Lucie Rie, Sheet of sketches from Council of Industrial Design correspondence for Festival of Britain, 1951.
Mrs. Yvonne Mayer/Crafts Study Centre.
Available from VADS

About the KAPTUR project

The KAPTUR project is funded by the JISC Managing Research Data programme from Monday 3rd October 2011 to Friday 29th March 2013.


Building upon the work undertaken by the Digital Curation Centre (DCC), KAPTUR will discover, create and pilot a sectoral model of best practice in the management of research data in the visual arts. Led by the Visual Arts Data Service (VADS), the project will be undertaken in collaboration with four institutional partners, who will support the creation of the model, then apply, test and pilot it within their respective institutions.
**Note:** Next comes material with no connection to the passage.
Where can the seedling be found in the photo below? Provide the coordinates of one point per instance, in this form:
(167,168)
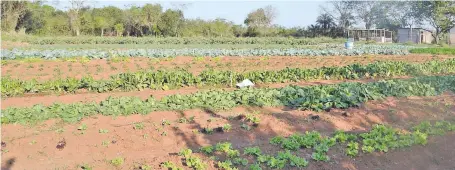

The four institutional partners are: Glasgow School of Art; Goldsmiths, University of London; University for the Creative Arts; and University of the Arts London. The results will be fed back into the model, which will be revised and then published freely to the wider higher education community for use and reuse.


The project team will start by investigating the nature and scope of research data in the visual arts. The variety and complexity of research outputs in the arts is well documented through work undertaken by the JISC funded Kultur (2007 - 2009); Kultivate (2010 - 2011) and eNova (2011) projects. Research data in the visual arts mirrors the complexity of the outputs, taking many forms including logbooks, journals, workbooks, sample libraries and sketchbooks. Currently, very little is known about the curation and management of this data: none of the specialist arts institutions have research data management policies or infrastructure in place and evidence suggests that practice is ad hoc, left to individual researchers and teams without support or guidance. It is anticipated, however, that the curation and management of distinctive and varied research data in the arts will be as complex as managing the research outputs themselves.


Research data is seen as a valuable resource and, with appropriate curation and management, it has much to offer learning, teaching, research, knowledge transfer and consultancy activities in the visual arts. To address the lack of awareness and usage of research data management systems in the arts, the KAPTUR project seeks: to investigate the current state of the management of research data in the arts; to develop a model of best practice applicable to both specialist arts institutions and arts departments in multidisciplinary institutions; and to apply, test and embed the model with four institutional partners.